15.6 Hyper-Parameter Tuning

20210626 Machine learning algorithms, whether they are parametric and non-parametric, have hyper-parameters that require tuning to obtain the best possible model. For example, a parametric algorithm like the Support Vector Machine (SVM) has parameters that include the kernel type (linear, polynomial, sigmoid, or any other function), regularisation, a polynomial degree, and a polynomial/sigmoid gamma. The non-parametric algorithm k-Nearest Neighbours (kNN) requires the number of neighbours to be specified. This parameters, which are different to the parameters that are learned through the machine learning algorithm, are referred to as hyper-parameters.

Different values for the hyper-parameters can result in quite different models, with quite different performance metrics. For a long time the skill of a Data Scientist was in choosing the right parameters. Automated approaches to hyper-parameter tuning have been developed to remove this burden from the Data Scientist.

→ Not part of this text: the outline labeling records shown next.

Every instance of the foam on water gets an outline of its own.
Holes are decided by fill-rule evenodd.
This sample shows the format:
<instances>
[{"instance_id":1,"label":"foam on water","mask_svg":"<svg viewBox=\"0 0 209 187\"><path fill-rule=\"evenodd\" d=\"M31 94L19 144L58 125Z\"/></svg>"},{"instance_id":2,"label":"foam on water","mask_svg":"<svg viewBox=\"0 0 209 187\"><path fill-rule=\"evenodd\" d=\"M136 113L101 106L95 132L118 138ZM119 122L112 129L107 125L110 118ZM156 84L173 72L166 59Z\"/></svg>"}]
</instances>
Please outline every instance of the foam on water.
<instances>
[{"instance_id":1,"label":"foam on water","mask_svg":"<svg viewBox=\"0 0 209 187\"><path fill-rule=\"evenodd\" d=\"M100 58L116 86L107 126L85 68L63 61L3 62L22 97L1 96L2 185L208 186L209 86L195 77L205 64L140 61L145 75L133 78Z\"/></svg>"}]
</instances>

Hyper-parameter tuning algorithms will explore many combinations of hyper-parameters to find an good, or even optimal, combination. A measure is required to compare the quality (or often the performance) of a model. The hyper-parameter tuning algorithm will attempt to minimise this loss-function by search through a generally very large search-space.

A grid search algorithm will perform an exhaustive search over the full search space (i.e., all possible hyper-parameter combinations) to find the best model. This will surely return the best model but is very computationally expensive for even moderate numbers of hyper-parameters and possible values.

A random search algorithm randomly selects hyper-parameter combinations and only continues whilst the models performance is below a threshold. A common approach is to specify a computational budget and to then choose the best model once the budget has been exhausted.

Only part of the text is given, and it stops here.